Währungsausblick China

Die chinesische Währung hat infolge von Chinas Wirtschaftserfolgen in den vergangenen Jahren weltweit an Bedeutung gewonnen. Viele Analysten sehen sogar im chinesischen Yuan eine zukünftige Weltreservewährung.

26.07.2012 | 14:15 Uhr

Die chinesische Regierung scheint grundsätzlich bereit, das Gewicht des Yuan im Welthandel zu erhöhen, und hat begonnen, die umfangreichen Kapitalverkehrskontrollen vorsichtig zu lockern. Vor diesem Hintergrund wird die Wertentwicklung des Yuan davon abhängen, inwieweit einerseits damit eine mögliche Fehlbewertung korrigiert und wie sich andererseits Chinas Produktivität entwickeln wird – vor allem in der Industrie.

Kaufkraftparität

Eine Fehlbewertung lässt sich sowohl über die Kaufkraftparität als auch über die Leistungsbilanz bestimmen. So wird in der Kaufkraftparität ein einheitlicher Weltmarktpreis für handelbare Güter unterstellt.
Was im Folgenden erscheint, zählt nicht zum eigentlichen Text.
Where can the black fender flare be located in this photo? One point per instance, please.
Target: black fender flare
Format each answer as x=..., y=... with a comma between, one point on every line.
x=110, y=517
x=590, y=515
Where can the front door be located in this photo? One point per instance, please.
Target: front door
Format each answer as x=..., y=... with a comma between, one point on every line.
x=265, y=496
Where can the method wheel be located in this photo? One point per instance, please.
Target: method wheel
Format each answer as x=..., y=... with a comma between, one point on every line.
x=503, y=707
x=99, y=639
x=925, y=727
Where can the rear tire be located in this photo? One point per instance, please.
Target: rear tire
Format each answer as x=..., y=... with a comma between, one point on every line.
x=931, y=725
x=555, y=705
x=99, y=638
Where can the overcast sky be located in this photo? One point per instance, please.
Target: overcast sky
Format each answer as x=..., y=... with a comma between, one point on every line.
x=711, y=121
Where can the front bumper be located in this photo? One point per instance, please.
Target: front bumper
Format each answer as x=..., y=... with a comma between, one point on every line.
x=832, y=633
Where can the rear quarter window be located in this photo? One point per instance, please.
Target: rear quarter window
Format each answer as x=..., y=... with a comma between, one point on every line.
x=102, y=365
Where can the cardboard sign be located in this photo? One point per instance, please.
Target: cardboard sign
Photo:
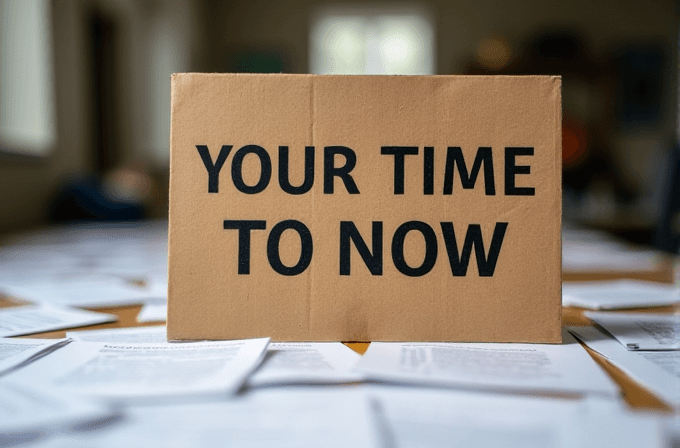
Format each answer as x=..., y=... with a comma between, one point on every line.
x=365, y=208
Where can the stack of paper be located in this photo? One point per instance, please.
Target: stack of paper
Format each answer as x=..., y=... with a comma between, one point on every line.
x=88, y=265
x=416, y=417
x=659, y=371
x=284, y=363
x=307, y=363
x=588, y=251
x=618, y=294
x=127, y=371
x=31, y=414
x=564, y=368
x=16, y=353
x=287, y=417
x=137, y=335
x=641, y=331
x=22, y=320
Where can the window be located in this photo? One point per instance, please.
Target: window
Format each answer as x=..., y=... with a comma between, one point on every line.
x=27, y=123
x=372, y=41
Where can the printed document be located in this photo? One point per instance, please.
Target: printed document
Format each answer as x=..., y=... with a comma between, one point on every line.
x=306, y=362
x=641, y=331
x=658, y=371
x=15, y=353
x=564, y=368
x=136, y=335
x=283, y=417
x=23, y=320
x=119, y=371
x=618, y=294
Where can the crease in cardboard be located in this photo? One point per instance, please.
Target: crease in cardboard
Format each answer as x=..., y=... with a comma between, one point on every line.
x=312, y=121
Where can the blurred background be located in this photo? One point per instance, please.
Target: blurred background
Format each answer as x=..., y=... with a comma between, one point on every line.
x=85, y=90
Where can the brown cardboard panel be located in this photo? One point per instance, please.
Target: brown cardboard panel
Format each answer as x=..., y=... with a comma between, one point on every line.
x=395, y=145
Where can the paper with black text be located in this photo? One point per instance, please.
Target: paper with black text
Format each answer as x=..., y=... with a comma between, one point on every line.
x=421, y=417
x=306, y=362
x=641, y=331
x=119, y=371
x=618, y=294
x=564, y=368
x=658, y=371
x=24, y=320
x=271, y=417
x=136, y=335
x=31, y=413
x=16, y=353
Wenn der Wechselkurs eines Landes zu stark von der Kaufkraftparität abweicht, entstehen an den Gütermärkten profitable Arbitragemöglichkeiten, die den Wechselkurs wieder in Richtung der Kaufkraftparität zurückführen. Zahlreiche empirische Studien zeigen, dass die Kaufkraftparität bei frei konvertierbaren Währungen über einen Zeitraum von drei bis fünf Jahren die Währungsentwicklung erstaunlich gut erklären kann. Der chinesische Yuan dürfte dagegen die Fehlbewertung aufgrund der eingeschränkten Konvergierbarkeit nur über einen deutlich längeren Zeitraum korrigieren. Nach Berechnungen der OECD ist der chinesische Yuan auf Basis der Kaufkraft derzeit um ca. 35 % gegenüber dem US-Dollar unterbewertet (siehe Chart 1), wobei es sich aufgrund der Datenqualität nur um eine grobe Schätzung handeln kann.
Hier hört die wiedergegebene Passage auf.